Après plusieurs annonces dans ce sens, GW a demandé officiellement au Congrès, dans un discours prononcé hier, de s’intéresser à la perspective d’un “rôle plus important” pour les forces armées dans “la lutte contre les désastres naturels” aux États-Unis mêmes.
« On Sunday, President Bush called on Congress to consider a larger role for U.S. armed forces in responding to natural disasters, as he completed what White House aides called a weekend ‘fact-finding’ mission to determine whether the Pentagon needs more control.
» “Clearly, in the case of a terrorist attack, that would be the case, but is there a natural disaster — of a certain size — that would then enable the Defense Department to become the lead agency in coordinating and leading the response effort?” Bush said after a briefing from military leaders at Randolph Air Force Base here. “That's going to be a very important consideration for Congress to think about.”
» Bush has told aides that one of the major breakdowns in the Hurricane Katrina response was the federal government's inability to seize control of rescue and relief efforts. Under existing law and procedure, a state governor is in charge when natural disasters strike and is responsible for deploying the National Guard, though in certain cases, the president can order troops to support local law enforcement.
» Bush is asking Congress to consider a major change, potentially shifting federal responsibility for major natural disasters from the Department of Homeland Security to the nation's top military generals. The Defense Department has been hesitant to take such a role because of sensitivity to the idea of adopting a police presence on U.S. soil and because of strains on the armed forces from the war in Iraq. »
Cette évolution devait être prévisible, et elle était largement envisagée, dès les premiers jours de septembre lorsqu’il apparut que c’étaient les forces armées, c’est-à-dire le Pentagone (DoD), qui étaient directement chargées de “la sécurité” dans la zone touchée par Katrina. Bien entendu, l’évolution de la situation fut trop ambiguë pour qu’on puisse dire qui est la cause de quoi:
• Est-ce la faiblesse de la réaction de DHS, notamment au travers des faiblesses de la FEMA (l’administration fédérale chargée des désastres naturels), qui conduit à mettre en avant le rôle de l’armée durant Katrina, puis dans l’esprit de GW lui-même?
• Est-ce l’organisation délibérée des secours, et notamment un ralentissement délibéré de ces secours, qui “poussent à la faute” la FEMA et conduisent à mettre en avant l’action de l’armée, du DoD? Il y a eu beaucoup d’interprétations, certaines modérées, d’autres extrêmement radicales mettant en avant l’idée d’un véritable montage dans ce sens.

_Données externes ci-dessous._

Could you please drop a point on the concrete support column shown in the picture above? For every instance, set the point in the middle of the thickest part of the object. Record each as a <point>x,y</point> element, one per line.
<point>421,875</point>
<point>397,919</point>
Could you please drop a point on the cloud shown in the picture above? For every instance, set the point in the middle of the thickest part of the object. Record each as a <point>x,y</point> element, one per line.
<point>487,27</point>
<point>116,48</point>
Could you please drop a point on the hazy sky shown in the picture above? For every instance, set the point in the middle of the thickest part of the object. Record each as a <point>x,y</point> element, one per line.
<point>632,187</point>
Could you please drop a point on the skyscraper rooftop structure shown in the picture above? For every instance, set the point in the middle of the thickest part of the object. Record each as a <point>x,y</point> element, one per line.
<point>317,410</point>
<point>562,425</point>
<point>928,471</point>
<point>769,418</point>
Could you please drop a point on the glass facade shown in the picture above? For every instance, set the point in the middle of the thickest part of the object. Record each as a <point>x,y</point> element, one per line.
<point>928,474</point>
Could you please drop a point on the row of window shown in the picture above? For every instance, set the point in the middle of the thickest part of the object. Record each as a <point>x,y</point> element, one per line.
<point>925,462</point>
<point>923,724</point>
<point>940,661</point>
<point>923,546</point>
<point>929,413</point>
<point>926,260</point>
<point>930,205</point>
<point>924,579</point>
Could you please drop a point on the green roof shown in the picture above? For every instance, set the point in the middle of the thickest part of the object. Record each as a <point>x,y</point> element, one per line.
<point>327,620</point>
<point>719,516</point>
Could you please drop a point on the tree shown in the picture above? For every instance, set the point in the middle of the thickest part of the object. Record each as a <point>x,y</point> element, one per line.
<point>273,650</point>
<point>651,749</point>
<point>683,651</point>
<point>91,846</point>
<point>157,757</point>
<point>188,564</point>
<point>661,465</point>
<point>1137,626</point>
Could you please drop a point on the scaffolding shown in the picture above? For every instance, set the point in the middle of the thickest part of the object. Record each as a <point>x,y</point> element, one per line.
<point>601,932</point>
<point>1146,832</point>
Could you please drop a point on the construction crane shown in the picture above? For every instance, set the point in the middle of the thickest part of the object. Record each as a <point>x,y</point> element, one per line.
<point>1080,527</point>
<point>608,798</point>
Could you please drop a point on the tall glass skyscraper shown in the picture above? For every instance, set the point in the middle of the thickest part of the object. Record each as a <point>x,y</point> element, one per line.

Il est probable que la vérité est à mi-chemin : un mélange de très grande incompétence dans la réaction initiale (aussi bien du DHS que du DoD, qui était également engagé), et, ensuite, des pressions spécifiques pour mettre en évidence le rôle du DoD aux dépens de DHS/FEMA. Il y a eu des exemples précis d’interventions militaires sanctionnées parce qu’elles n’avaient pas été ordonnées, donc parce qu’elles n’étaient pas sous contrôle du DoD et servaient surtout à renforcer l’effort de DHS/FEMA sans bénéfice de promotion politique pour le DoD. (On signalera l’affaire des deux pilotes d’hélicoptères de la Navy sanctionnés pour avoir agi sans ordre pour sauver des rescapés de la zone.) Une certitude : le Pentagone n’est intervenu à fond que massivement, après avoir passé de trois à quatre jours à regrouper des forces aux dépens des réfugiés qui avaient besoin d’aide. Le DoD a attendu d’avoir une position de contrôle qui lui permettait d’apparaître comme l’autorité en charge de l’opération, et l’autorité qui fit basculer l’opération dans un sens positif après le chaos de la première semaine.
Face au Pentagone, le DHS/FEMA ne faisait pas le poids. Cette bureaucratie importante mais nouvelle (pour le DHS) ou inorganisée (pour la FEMA) a un rôle incertain et des dirigeants d’une rare médiocrité, la plupart nommés pour les récompenser d’un appui politique. Rien à voir avec la bureaucratie du DoD, dont on connaît la puissance, ni avec Rumsfeld, dont l’influence sur GW Bush est considérable. Le DoD joue sur du velours.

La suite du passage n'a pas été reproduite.